A) the merger by way of absorption of the Company and the companies “ALUMINIUM OF GREECE INDUSTRIAL AND COMMERCIAL SOCIETE ANONYME”, “PROTERGIA POWER GENERATION AND SUPPLIES SOCIETE ANONYME” and “PROTERGIA THERMOILEKTRIKI AGIOU NIKOLAOU POWER GENERATION AND SUPPLY S.A.” by the company “MYTILINEOS HOLDINGS S.A.” in accordance with the provisions of commercial law, and in particular articles 69 et seq. of Codified Law 2190/1920, as presently applicable, as well as the provisions, conditions and waivers stipulated in Law 4172/2013, as applicable, and article 61 of Law 4438/2016 with transformation date as of 31.12.2016.

B) the entirety of the acts and actions that were conducted by the Board of Directors of the Company and the individuals that it had authorized for the purpose of completing the Merger,

C) and authorised Messrs.
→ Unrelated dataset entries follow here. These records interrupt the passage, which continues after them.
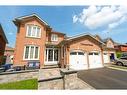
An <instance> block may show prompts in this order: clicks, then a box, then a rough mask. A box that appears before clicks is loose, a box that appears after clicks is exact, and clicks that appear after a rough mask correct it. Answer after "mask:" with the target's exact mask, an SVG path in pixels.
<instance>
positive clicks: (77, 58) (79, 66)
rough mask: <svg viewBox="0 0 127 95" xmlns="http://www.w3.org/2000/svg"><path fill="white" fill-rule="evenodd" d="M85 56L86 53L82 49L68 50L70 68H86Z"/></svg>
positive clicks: (74, 69) (80, 69) (85, 57)
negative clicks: (69, 56)
mask: <svg viewBox="0 0 127 95" xmlns="http://www.w3.org/2000/svg"><path fill="white" fill-rule="evenodd" d="M87 67H88V65H87V57H86V53H84V52H82V51H73V52H70V68H71V69H74V70H84V69H87Z"/></svg>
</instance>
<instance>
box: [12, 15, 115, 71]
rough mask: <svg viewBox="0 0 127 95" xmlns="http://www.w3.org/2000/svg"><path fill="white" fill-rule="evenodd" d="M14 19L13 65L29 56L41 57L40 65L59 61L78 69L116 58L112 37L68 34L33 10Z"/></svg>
mask: <svg viewBox="0 0 127 95" xmlns="http://www.w3.org/2000/svg"><path fill="white" fill-rule="evenodd" d="M13 22H14V24H15V25H16V26H17V37H16V45H15V51H14V65H26V64H27V62H29V61H31V60H32V61H40V66H41V67H44V66H47V65H56V64H59V65H60V66H61V67H65V66H69V67H70V68H72V69H76V70H81V69H90V68H99V67H103V66H104V63H110V62H111V61H112V59H113V58H115V49H114V42H113V40H111V39H106V40H101V38H100V37H99V36H98V37H96V36H93V35H91V34H89V33H88V34H80V35H75V36H72V37H67V35H66V34H64V33H60V32H57V31H54V30H53V29H52V28H51V27H50V26H49V24H48V23H47V22H45V21H44V20H43V19H41V18H40V17H39V16H38V15H36V14H32V15H28V16H22V17H18V18H15V20H14V21H13Z"/></svg>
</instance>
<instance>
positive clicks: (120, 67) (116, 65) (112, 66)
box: [110, 65, 127, 70]
mask: <svg viewBox="0 0 127 95" xmlns="http://www.w3.org/2000/svg"><path fill="white" fill-rule="evenodd" d="M110 67H113V68H118V69H125V70H127V66H117V65H112V66H110Z"/></svg>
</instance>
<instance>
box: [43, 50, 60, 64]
mask: <svg viewBox="0 0 127 95" xmlns="http://www.w3.org/2000/svg"><path fill="white" fill-rule="evenodd" d="M58 55H59V51H58V49H57V48H46V51H45V64H47V65H48V64H57V63H58V60H59V57H58Z"/></svg>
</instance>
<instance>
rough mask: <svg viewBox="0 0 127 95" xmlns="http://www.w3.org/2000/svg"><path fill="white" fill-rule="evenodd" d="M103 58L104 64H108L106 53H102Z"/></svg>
mask: <svg viewBox="0 0 127 95" xmlns="http://www.w3.org/2000/svg"><path fill="white" fill-rule="evenodd" d="M103 58H104V63H109V62H110V60H109V56H108V54H107V53H104V54H103Z"/></svg>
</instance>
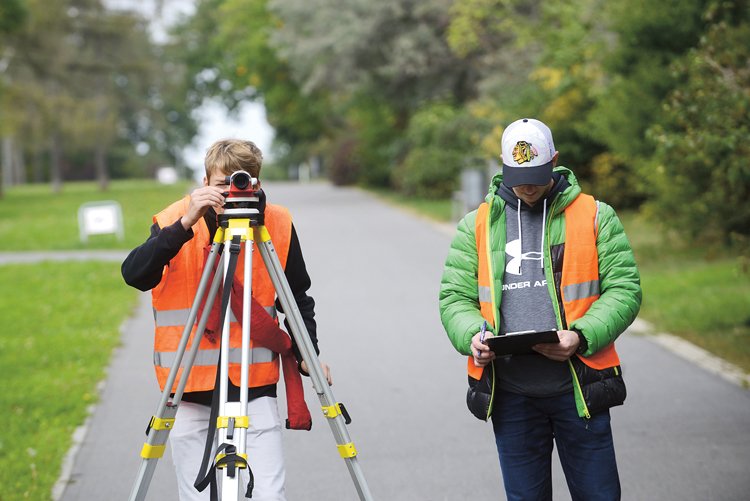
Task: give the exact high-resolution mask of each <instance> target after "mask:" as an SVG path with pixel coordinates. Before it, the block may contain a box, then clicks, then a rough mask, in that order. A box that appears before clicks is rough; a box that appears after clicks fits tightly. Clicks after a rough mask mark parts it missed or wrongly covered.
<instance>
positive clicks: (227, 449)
mask: <svg viewBox="0 0 750 501" xmlns="http://www.w3.org/2000/svg"><path fill="white" fill-rule="evenodd" d="M227 183H228V184H229V185H230V189H229V193H228V195H227V198H226V201H225V205H224V211H223V213H222V214H220V215H219V216H218V222H219V226H218V228H217V230H216V235H215V237H214V239H213V242H212V243H211V250H210V252H209V254H208V257H207V259H206V263H205V268H204V270H203V274H202V276H201V278H200V281H199V283H198V289H197V291H196V294H195V297H194V298H193V303H192V306H191V307H190V312H189V313H188V318H187V321H186V323H185V329H184V330H183V333H182V337H181V338H180V342H179V345H178V347H177V351H176V353H175V360H174V363H173V364H172V367H171V368H170V370H169V375H168V377H167V381H166V383H165V385H164V391H163V392H162V395H161V400H160V402H159V406H158V407H157V410H156V412H155V413H154V415H153V416H152V417H151V419H150V421H149V424H148V427H147V428H146V435H147V440H146V442H145V443H144V445H143V448H142V449H141V458H142V460H141V465H140V468H139V470H138V476H137V477H136V480H135V483H134V485H133V490H132V492H131V493H130V498H129V499H130V501H144V500H145V498H146V493H147V491H148V487H149V484H150V482H151V478H152V477H153V474H154V470H155V468H156V463H157V461H158V460H159V458H161V457H162V456H163V455H164V450H165V448H166V443H167V439H168V437H169V432H170V431H171V430H172V428H173V427H174V422H175V416H176V414H177V408H178V407H179V405H180V401H181V400H182V395H183V393H184V391H185V387H186V385H187V379H188V375H189V374H190V370H191V369H192V367H193V363H194V361H195V358H196V355H197V354H198V349H199V345H200V336H202V333H203V332H204V331H205V328H206V324H207V323H208V317H209V314H210V311H211V307H210V305H213V304H214V301H215V299H216V296H217V293H218V290H219V285H220V284H221V282H222V280H221V278H222V275H223V278H224V284H225V285H224V288H223V294H222V302H221V323H220V325H222V334H221V349H220V355H219V362H220V363H219V371H218V374H217V376H218V380H219V388H218V390H219V395H218V399H219V405H218V416H217V417H216V420H215V424H216V429H217V430H218V442H217V443H218V447H217V449H216V453H215V456H214V461H213V465H212V466H211V468H212V469H215V471H214V472H212V473H217V474H219V471H220V475H221V477H220V478H221V493H222V497H223V498H224V499H227V500H228V499H232V500H241V499H243V498H242V497H240V496H242V495H244V493H243V492H242V490H241V488H240V475H239V472H238V470H239V469H244V468H248V469H249V466H248V463H247V454H246V450H247V429H248V427H249V418H248V416H247V403H248V381H249V366H250V312H251V306H250V305H251V286H252V283H251V282H252V256H253V243H254V242H257V245H258V249H259V250H260V254H261V257H262V259H263V263H264V265H265V267H266V270H267V271H268V274H269V276H270V278H271V282H272V283H273V286H274V290H275V292H276V295H277V297H278V299H279V301H280V303H281V306H282V308H283V309H284V312H285V315H286V320H287V322H288V324H289V327H290V330H291V334H292V336H293V338H294V340H295V342H296V344H297V347H298V349H299V352H300V354H301V355H302V358H303V360H304V361H305V363H306V364H307V368H308V371H309V373H310V379H311V380H312V383H313V387H314V389H315V392H316V393H317V394H318V398H319V399H320V403H321V407H322V411H323V415H324V416H325V417H326V418H327V419H328V423H329V424H330V426H331V431H332V432H333V435H334V438H335V440H336V444H337V447H338V450H339V454H340V455H341V457H342V458H343V459H344V461H345V462H346V466H347V468H348V469H349V474H350V476H351V478H352V481H353V482H354V486H355V488H356V490H357V493H358V495H359V499H360V500H363V501H371V500H372V494H371V493H370V490H369V488H368V486H367V482H366V480H365V477H364V473H363V472H362V469H361V466H360V465H359V462H358V459H357V450H356V448H355V447H354V444H353V442H352V441H351V439H350V437H349V433H348V431H347V429H346V425H347V424H349V422H351V419H350V418H349V415H348V413H347V412H346V409H345V407H344V406H343V404H341V403H339V402H336V400H335V399H334V397H333V393H332V392H331V388H330V387H329V386H328V383H327V382H326V378H325V375H324V373H323V369H322V368H321V367H320V363H319V361H318V358H317V354H316V353H315V348H314V346H313V344H312V341H311V340H310V335H309V333H308V332H307V328H306V327H305V324H304V321H303V319H302V315H301V313H300V311H299V308H298V307H297V304H296V302H295V301H294V295H293V294H292V291H291V288H290V286H289V283H288V282H287V280H286V276H285V275H284V269H283V267H282V265H281V262H280V261H279V257H278V255H277V254H276V250H275V249H274V246H273V243H272V242H271V235H270V233H269V232H268V230H267V229H266V227H265V225H264V213H265V206H266V196H265V193H264V192H263V190H261V189H260V187H259V184H258V180H257V179H255V178H253V177H251V176H250V175H249V174H248V173H247V172H244V171H237V172H235V173H233V174H232V175H231V176H228V177H227ZM243 242H244V244H245V245H244V248H245V256H244V259H245V260H244V274H243V277H244V288H243V298H242V349H241V358H240V360H241V369H240V370H241V372H240V381H241V382H240V400H239V402H229V401H228V395H227V393H228V388H227V386H228V383H227V381H228V378H229V332H230V331H229V317H230V315H229V313H228V311H227V310H229V309H230V307H231V306H230V305H231V301H230V294H231V290H232V280H233V279H234V272H235V268H236V265H237V261H238V259H239V254H240V250H241V245H242V243H243ZM225 246H228V248H229V252H223V253H222V249H223V248H224V247H225ZM217 259H219V260H220V261H219V264H220V266H216V271H215V272H213V270H214V265H215V264H216V261H217ZM212 273H213V275H214V276H213V279H212V280H211V284H210V287H209V285H208V283H209V279H210V275H211V274H212ZM206 290H208V295H207V297H206V303H205V304H206V305H207V307H206V308H204V310H203V313H202V315H201V317H200V319H199V321H198V325H197V327H196V330H195V339H194V341H193V343H192V344H191V346H190V350H189V351H188V352H187V356H186V357H185V359H184V361H183V356H185V352H186V348H187V344H188V342H189V339H190V333H191V330H192V327H193V325H194V324H195V321H196V317H197V316H198V312H199V310H200V305H201V304H202V300H203V297H204V295H205V294H206ZM183 362H184V363H183ZM181 366H182V367H183V371H182V374H181V376H180V379H179V381H178V383H177V387H176V389H175V392H174V396H172V397H171V398H170V393H171V390H172V388H173V385H174V383H175V379H177V373H178V371H179V369H180V367H181ZM216 390H217V388H214V392H216ZM212 421H213V420H212ZM209 425H210V427H209V437H208V441H209V443H210V442H211V441H212V440H213V437H212V436H210V435H211V428H212V426H211V423H209ZM207 447H208V446H207ZM205 459H206V458H204V465H202V466H201V472H203V471H205V468H204V467H205V466H206V464H205V463H206V461H205ZM204 480H206V479H204ZM212 488H213V485H212Z"/></svg>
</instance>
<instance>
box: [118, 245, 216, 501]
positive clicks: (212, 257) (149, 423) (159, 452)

P. Gardelinos and S. Petratos, acting together as a pair on behalf of the Company to ensure the implementation of this decision and to proceed with any action necessary for the completion of the Merger, including the drafting, together with the Absorbing Company and the Absorbed Companies, of the final agreement for the merger by absorption, as provided for by the law, as well as any other document that is required in order to ensure compliance with the requirements stipulated by the law regarding publicity formalities and registration formalities in order to finalize the Merger.

 8. With regard to Item 9 on the Agenda, the Chairman of the General Meeting informed the Shareholders of the course of affairs of the Company, its subsidiaries and its affiliated companies. This was followed by an interactive discussion between the Shareholders and the Chairman of the General Meeting regarding the Group’s results and prospects.